The Machine-Learned Likelihoods method can be used to obtain discovery significances and exclusion limits for additive new physics scenarios. It uses a single classifier and its full one-dimensional output, which allows the estimation of the signal and background PDFs needed for statistical inference. In this paper, we extend the MLL method to obtain exclusion significances and improve its performance by using the KDE method to extract the corresponding PDFs from the ML output. We found that the small fluctuations of the machine learning output around the optimal value translate into non-smooth PDFs. We verify that this problem can be handled by averaging the output of several independent machine-learning realizations. But mostly, we show that these small fluctuations do not have a major impact on the final significance.

Although the binning of the classifier output is always possible, irrespective of the dimensionality of the original variables, we verify that computing the PDFs with a non-parametric method such as KDE to avoid the binning, enhances the performance. By analyzing toy models generated with Gaussian distribution of different dimensions (with and without correlation between signal and background), we showed that MLL with KDE outperforms the BL method (with both linear and non-linear bins) when dealing with high-dimensional data, while for low-dimensional data all the methods converge to the results obtained with the true PDFs. Although it is a well-known fact that almost all the benefits of unbinned approaches can be obtained with optimal binning, avoiding such a (usually cumbersome) process is one of the main advantages of our work, providing an automatic way of estimating the probability density distributions through the KDE implementation.

Finally, we test the MLL framework in two physical examples. We found that, as expected, MLL also improves the exclusion-limits results obtained in a realistic \(Z'\) analysis as well as in the search for exotic Higgs bosons at the LHC, surpassing the ones computed with the simple BL fit of the ML one-dimensional output.

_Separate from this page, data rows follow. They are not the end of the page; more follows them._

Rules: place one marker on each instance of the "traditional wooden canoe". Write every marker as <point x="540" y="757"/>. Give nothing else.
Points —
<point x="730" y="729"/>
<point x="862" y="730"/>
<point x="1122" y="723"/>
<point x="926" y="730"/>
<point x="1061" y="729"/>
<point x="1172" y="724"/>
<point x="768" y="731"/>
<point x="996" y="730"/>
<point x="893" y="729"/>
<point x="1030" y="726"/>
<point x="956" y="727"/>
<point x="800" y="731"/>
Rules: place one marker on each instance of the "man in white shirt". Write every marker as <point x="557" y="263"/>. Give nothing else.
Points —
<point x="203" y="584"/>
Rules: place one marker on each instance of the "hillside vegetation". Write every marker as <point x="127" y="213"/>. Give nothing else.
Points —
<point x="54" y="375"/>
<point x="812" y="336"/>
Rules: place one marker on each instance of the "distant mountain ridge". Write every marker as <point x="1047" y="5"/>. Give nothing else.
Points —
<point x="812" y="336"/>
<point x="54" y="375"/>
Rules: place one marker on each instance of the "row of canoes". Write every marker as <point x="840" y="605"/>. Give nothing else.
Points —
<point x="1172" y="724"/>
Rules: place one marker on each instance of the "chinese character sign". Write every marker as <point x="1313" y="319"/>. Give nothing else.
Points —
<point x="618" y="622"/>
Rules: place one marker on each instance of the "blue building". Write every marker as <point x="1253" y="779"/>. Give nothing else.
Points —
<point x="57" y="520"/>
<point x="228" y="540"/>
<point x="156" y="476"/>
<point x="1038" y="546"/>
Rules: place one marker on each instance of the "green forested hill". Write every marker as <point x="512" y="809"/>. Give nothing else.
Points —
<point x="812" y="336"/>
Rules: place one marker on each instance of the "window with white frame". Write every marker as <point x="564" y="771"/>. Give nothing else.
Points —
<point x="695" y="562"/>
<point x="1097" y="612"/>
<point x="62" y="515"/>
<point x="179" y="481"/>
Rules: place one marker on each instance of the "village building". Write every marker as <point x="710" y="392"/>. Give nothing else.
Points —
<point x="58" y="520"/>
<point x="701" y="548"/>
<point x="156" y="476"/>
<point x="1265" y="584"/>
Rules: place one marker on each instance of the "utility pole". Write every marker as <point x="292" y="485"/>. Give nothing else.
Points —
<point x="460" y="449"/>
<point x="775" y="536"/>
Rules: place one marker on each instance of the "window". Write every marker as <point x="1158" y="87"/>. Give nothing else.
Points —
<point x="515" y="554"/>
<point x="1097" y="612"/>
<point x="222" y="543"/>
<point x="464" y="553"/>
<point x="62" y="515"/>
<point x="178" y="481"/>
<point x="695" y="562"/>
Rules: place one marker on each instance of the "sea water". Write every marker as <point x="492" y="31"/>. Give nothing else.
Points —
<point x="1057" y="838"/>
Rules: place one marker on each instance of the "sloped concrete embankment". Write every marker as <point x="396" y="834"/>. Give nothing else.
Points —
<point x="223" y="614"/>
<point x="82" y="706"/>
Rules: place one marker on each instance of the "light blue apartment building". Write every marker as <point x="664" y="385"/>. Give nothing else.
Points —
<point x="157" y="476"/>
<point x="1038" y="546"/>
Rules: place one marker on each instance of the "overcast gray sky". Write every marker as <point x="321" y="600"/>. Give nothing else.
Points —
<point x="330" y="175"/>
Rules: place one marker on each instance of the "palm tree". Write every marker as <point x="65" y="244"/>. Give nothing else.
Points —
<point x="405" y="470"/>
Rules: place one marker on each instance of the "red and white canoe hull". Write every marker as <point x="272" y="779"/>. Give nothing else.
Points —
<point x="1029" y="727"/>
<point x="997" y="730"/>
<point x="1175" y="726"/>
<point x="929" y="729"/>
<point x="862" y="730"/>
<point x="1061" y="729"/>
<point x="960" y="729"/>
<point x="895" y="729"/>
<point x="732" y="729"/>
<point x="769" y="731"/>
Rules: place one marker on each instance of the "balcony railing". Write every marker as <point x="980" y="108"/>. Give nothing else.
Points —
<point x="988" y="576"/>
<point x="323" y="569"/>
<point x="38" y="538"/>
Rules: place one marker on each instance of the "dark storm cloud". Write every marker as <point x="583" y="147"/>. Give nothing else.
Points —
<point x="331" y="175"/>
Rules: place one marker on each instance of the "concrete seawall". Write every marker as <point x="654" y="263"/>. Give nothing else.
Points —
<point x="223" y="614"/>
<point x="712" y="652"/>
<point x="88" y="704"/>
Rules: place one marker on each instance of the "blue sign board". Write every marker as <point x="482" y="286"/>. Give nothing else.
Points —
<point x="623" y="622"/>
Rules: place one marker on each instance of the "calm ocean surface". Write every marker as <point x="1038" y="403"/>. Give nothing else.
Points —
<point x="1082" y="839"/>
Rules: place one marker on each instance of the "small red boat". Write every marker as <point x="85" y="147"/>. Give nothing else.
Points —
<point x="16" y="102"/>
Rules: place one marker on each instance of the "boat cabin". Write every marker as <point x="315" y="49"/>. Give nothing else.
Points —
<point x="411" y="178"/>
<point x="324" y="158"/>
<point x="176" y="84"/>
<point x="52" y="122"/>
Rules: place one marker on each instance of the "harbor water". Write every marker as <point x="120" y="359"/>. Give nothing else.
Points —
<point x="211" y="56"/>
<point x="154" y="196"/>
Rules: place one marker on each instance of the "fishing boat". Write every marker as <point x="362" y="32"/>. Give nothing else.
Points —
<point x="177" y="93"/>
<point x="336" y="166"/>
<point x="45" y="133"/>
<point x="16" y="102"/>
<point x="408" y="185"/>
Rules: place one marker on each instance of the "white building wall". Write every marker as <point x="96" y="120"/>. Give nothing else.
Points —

Last but not least, we would like to remark that this new version of MLL with KDE does not include systematic uncertainties in the likelihood fit, which is necessary for any realistic search. As this is a highly non-trivial issue for unbinned methods, we leave the inclusion of nuisance parameters to the MLL framework for future work. Nevertheless, we also highlight that even though likelihoods without uncertainties can not be used in most experimental setups, it could be useful in specific scenarios where the nuisance parameters can be considered small, and in phenomenological analyses as proofs of concept.